Ohne Kolonialismus, analysierte Karl Marx im „Kapital“, wäre das Gefälle zwischen Arm und Reich längst nicht so groß: “Überhaupt bedurfte die verhüllte Sklaverei der Lohnarbeiter zum Piedestal die Sklaverei sans phrase in der neuen Welt.[…] Welthandel und Weltmarkt eröffnen im 16. Jahrhundert die moderne Lebensgeschichte des Kapitals. Der außerhalb Europas direkt durch Plünderung, Versklavung und Raubmord erbeutete Schatz floss ins Mutterland zurück und verwandelte sich hier in Kapital.”

Alsdann entlarvte Ziegler die konzertierten Aktionen globaler Konzerne und des internationalen Finanzkapitals als Neokolonialismus (der heute effizienter und brutaler agiert als jeder seiner blutrünstigen Vorfahren) und die vermeintliche Sorge der westlichen Industrienationen um die Dritte Welt als schamlose Heuchelei.

„Die westliche Weltordnung beruht auf struktureller Gewalt. Der Westen geriert sich als Träger universeller Werte, einer Moral, einer Kultur, von Normen, kraft deren alle Völker der Welt aufgerufen sind, ihre Geschicke selbst in die Hand zu nehmen.

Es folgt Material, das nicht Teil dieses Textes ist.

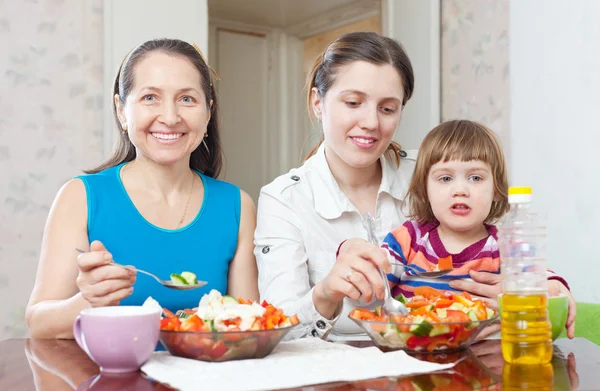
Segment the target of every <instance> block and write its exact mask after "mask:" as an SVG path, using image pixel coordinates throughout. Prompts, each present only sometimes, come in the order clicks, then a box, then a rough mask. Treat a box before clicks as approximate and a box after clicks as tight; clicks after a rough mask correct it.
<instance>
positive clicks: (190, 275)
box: [181, 272, 198, 285]
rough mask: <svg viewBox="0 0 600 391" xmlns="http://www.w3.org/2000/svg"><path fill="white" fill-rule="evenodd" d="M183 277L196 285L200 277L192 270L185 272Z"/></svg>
mask: <svg viewBox="0 0 600 391" xmlns="http://www.w3.org/2000/svg"><path fill="white" fill-rule="evenodd" d="M181 277H182V278H183V279H184V280H185V282H186V283H187V284H188V285H195V284H197V283H198V278H197V277H196V275H195V274H194V273H192V272H183V273H181Z"/></svg>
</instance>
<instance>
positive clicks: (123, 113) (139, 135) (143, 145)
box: [115, 51, 211, 165]
mask: <svg viewBox="0 0 600 391" xmlns="http://www.w3.org/2000/svg"><path fill="white" fill-rule="evenodd" d="M133 75H134V76H133V86H132V88H131V91H130V93H129V95H128V96H127V98H126V101H125V104H124V105H121V103H120V102H119V100H118V96H116V97H115V100H116V104H117V112H118V116H119V120H120V121H121V123H122V124H126V125H127V132H128V135H129V138H130V140H131V142H132V143H133V145H134V146H135V148H136V153H137V156H138V158H139V157H142V156H143V157H145V158H148V159H150V160H153V161H155V162H157V163H159V164H167V165H168V164H174V163H176V162H178V161H181V160H183V159H186V161H189V157H190V155H191V153H192V152H193V151H194V150H195V149H196V148H197V147H198V146H199V145H200V143H201V142H202V139H203V137H204V135H205V134H206V128H207V125H208V122H209V120H210V104H211V103H210V102H206V97H205V95H204V93H203V92H202V79H201V75H200V73H199V72H198V70H197V69H196V68H195V67H194V66H193V65H192V64H191V63H190V62H189V61H188V60H186V59H185V58H184V57H180V56H173V55H169V54H166V53H163V52H160V51H157V52H151V53H149V54H147V55H146V56H145V57H144V58H142V59H141V60H140V61H139V62H138V63H137V64H136V65H135V68H134V70H133Z"/></svg>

Doch dieser jahrhundertealte Anspruch des Westens wird heute von der überwältigenden Mehrheit der südlichen Völker in Frage gestellt. Sie sehen darin einen unerträglichen Beweis für Anmaßung, eine Vergewaltigung ihrer Identität, eine Verleugnung ihrer Besonderheit und ihrer Erinnerung.“

In seinem Buch „Der Hass auf den Westen. Wie sich die armen Völker gegen den wirtschaftlichen Weltkrieg wehren“ (2009) zitiert Jean Ziegler den 1999 zum algerischen Präsident gewählten und 2009 mit 90 Prozent der abgegebenen Stimmen im Amt bestätigten Abdelaziz Bouteflika, der 1974/75 Präsident der UN-Generalversammlung war: “Es muss die Zeit kommen, da die Ungerechtigkeiten der Vergangenheit wiedergutgemacht und damit die Funktions- und Gleichgewichtsstörungen eines Systems beseitigt werden, das unbarmherzig auch weiterhin den Mächtigsten zu noch mehr Reichtum verhilft und die Schwächsten in alle Ewigkeit zum Elend verurteilt.”

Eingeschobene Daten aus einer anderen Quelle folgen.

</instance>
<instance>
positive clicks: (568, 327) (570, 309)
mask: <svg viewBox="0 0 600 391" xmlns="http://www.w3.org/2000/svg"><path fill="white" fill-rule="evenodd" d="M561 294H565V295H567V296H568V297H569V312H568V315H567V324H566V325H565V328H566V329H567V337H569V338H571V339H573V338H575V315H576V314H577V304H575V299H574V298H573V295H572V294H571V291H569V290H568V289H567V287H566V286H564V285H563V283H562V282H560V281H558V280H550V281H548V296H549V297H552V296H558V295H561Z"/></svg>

Zieglers Credo ist ein Zitat von Bertolt Brecht aus seinem epischen Theaterstück „Leben des Galilei“, mit dem er sein 2015 erschienenes Buch „Ändere die Welt!“ eröffnet: „Ja, ich glaube an die sanfte Gewalt der Vernunft über die Menschen. Sie können ihr auf die Dauer nicht widerstehen. Kein Mensch kann lange zusehen, wie ich […] einen Stein fallen lasse und dazu sage: er fällt nicht. Dazu ist kein Mensch imstande. Die Verführung, die von einem Beweis ausgeht, ist zu groß. Ihr erliegen die meisten, auf die Dauer alle.“

Nur zwei Jahre später sagt der mit so viel ermutigender Zuversicht gesegnete, inzwischen Zweiundachtzigjährige: “Wir stehen an der Abbruchkante der Zeit. Es könnte durchaus sein, dass die neue planetarische Zivilgesellschaft den Kampf verliert und dass die xenophoben, rechtsextremen Kräfte den Kampf gewinnen, wenn wir uns nicht mobilisieren und zwar sehr schnell.”